Cada empresa cuenta con su nutrido conjunto de historias relacionadas con gastos desmesurados. Yo, verbigracia, he visto con mis propios ojos una factura de roaming de veinte mil euros que llegó tras el viaje de un alto cargo a Japón. También he visto cómo un comercial de la compañía se llevaba de un restaurante un taco de facturas en blanco con el sello del local con el que podía reclamar gastos falsos que le fueran reembolsados en concepto de gastos de representación. A otro comercial nos lo encontramos en un aeropuerto camino de una reunión cuando se suponía que iba a ir en coche; su plan era pedir que le pagaran la gasolina del viaje y embolsarse la diferencia con el billete de avión, que era más barato.
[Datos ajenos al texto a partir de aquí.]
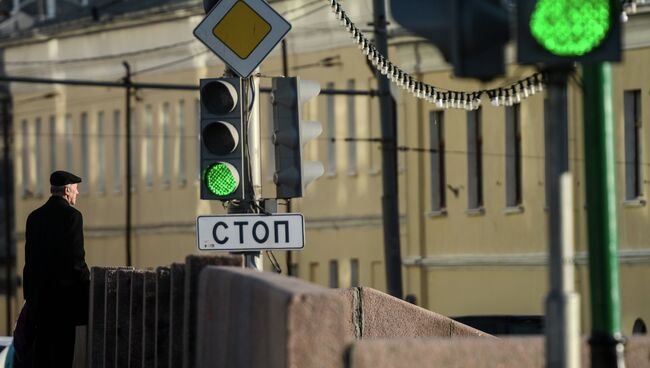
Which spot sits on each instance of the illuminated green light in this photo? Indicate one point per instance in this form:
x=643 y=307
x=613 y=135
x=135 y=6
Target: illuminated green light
x=570 y=27
x=221 y=179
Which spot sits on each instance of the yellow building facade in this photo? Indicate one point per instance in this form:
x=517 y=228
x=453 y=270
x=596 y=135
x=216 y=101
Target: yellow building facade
x=459 y=258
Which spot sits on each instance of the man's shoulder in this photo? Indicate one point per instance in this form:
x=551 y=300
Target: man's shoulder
x=56 y=207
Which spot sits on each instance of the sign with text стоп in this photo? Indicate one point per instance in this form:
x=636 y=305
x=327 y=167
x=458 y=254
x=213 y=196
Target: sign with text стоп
x=251 y=232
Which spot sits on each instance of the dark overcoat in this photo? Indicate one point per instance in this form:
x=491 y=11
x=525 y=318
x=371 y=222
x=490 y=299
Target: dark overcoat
x=56 y=277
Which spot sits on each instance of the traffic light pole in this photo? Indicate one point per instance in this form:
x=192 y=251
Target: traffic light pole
x=390 y=200
x=562 y=337
x=607 y=343
x=129 y=178
x=250 y=123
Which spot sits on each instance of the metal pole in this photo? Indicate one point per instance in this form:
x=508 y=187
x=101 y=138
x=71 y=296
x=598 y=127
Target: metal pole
x=285 y=72
x=556 y=300
x=607 y=343
x=390 y=205
x=127 y=190
x=7 y=205
x=249 y=121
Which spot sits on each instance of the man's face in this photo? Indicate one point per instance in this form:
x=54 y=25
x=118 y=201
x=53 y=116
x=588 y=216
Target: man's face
x=71 y=192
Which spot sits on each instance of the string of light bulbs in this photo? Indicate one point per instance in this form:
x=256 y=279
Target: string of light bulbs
x=469 y=100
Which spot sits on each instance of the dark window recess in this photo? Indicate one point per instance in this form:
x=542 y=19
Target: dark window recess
x=474 y=160
x=505 y=325
x=633 y=153
x=437 y=144
x=513 y=157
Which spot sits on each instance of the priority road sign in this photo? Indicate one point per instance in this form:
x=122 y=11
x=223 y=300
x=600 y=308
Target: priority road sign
x=251 y=232
x=242 y=33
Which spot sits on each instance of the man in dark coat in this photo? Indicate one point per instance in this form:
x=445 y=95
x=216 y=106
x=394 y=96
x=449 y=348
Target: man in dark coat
x=56 y=277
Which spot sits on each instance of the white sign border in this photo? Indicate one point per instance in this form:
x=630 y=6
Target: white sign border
x=253 y=215
x=244 y=67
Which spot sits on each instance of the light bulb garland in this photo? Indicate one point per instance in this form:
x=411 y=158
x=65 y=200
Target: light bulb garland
x=503 y=96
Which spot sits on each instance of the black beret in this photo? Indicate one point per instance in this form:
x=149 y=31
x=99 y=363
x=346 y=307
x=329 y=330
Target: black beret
x=61 y=178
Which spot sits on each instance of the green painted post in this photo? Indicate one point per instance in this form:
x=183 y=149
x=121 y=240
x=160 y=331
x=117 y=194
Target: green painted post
x=606 y=339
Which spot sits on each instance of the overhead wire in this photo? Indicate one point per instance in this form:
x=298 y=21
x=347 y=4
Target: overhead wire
x=506 y=95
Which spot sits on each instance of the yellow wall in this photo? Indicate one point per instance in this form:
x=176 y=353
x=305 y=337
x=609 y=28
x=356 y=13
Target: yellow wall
x=456 y=263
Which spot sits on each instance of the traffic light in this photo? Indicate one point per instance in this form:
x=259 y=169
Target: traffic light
x=292 y=173
x=223 y=163
x=471 y=34
x=567 y=31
En otra reunión, cuando le preguntamos al cliente por qué tenían tantas líneas ADSL, nos dijeron que era porque cada vez que a un mandamás le iba lento internet se pedía una nueva línea para él solo. En esa misma empresa (y me consta que no es la única) se compraban teléfonos iPhone para la cúspide de la pirámide de mando solo para otorgar una pátina de estatus («El director tiene que tener un iPhone. ¿Cómo no va a tener un iPhone?»). Mientras tanto, a los de abajo les decían que no había dinero para ampliar la memoria RAM de los ordenadores con los que se hacía el trabajo de verdad.
Continuará.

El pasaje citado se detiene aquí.